A windmill first recorded in 1575-6 stood on Windmill hill south of Chapel Lane. (fn. 67) In the 1690s George Osborne held it as a customary tenancy, but by 1722 it was a freehold. (fn. 68) The windmill may have been rebuilt in 1734 when John Balls paid a yearly rent of 6d. for a new building on Windmill hill, but it had been abandoned by 1843. (fn. 69) Springett's mill, a windmill, was erected by Robert Springett behind his beerhouse on the south side of the Colchester to Sudbury road in 1843. The mill was working in 1871, but was out of order by 1876 and had been demolished by 1941. (fn. 70)
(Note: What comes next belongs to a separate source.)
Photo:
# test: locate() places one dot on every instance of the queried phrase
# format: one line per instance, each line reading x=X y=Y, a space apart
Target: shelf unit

Brickmaking was first recorded in 1513 when Robert Snowdon was amerced for digging clay for making bricks and tiles. (fn. 71) Another brickmaker was recorded in 1571, and by 1599-1600 more pits had been dug on the heath, probably for brick earth. (fn. 72) The industry expanded during the 17th century, perhaps encouraged by the expansion and rebuilding of Colchester. In 1608 brickmakers were using cartloads of furze from the heath to fire their kilns. (fn. 73) Four tenants of Bergholt Hall manor were amerced in 1619-20 for digging brickearth and there was a brickmaker on Cooks Hall manor in 1650. (fn. 74) A kiln at Garlands cottage, Bourne Road, appears to have been used continuously by the Bigesby family and their successors, the Nutman and Hurrell families, from c. 1650 to 1830. Production probably began under Samuel Bigesby (d. 1680), whose unfilled brickearth pits endangered the inhabitants' cattle in the 1650s. (fn. 75) There was probably another brickworks on Bergholt Hall manor at Coney Byes farm, formerly Brickhouse farm, where the surrounding field names indicate brick and tile manufacture. (fn. 76) Brickmaking also expanded on Cooks Hall manor where there were three holdings with kilns by 1691, and probably five kilns in all. (fn. 77) In the 1690s Daniel Shepherd had an unlicensed brick kiln on the waste for which he dug 100 loads of clay. (fn. 78) A potmaker was also recorded in 1663. (fn. 79)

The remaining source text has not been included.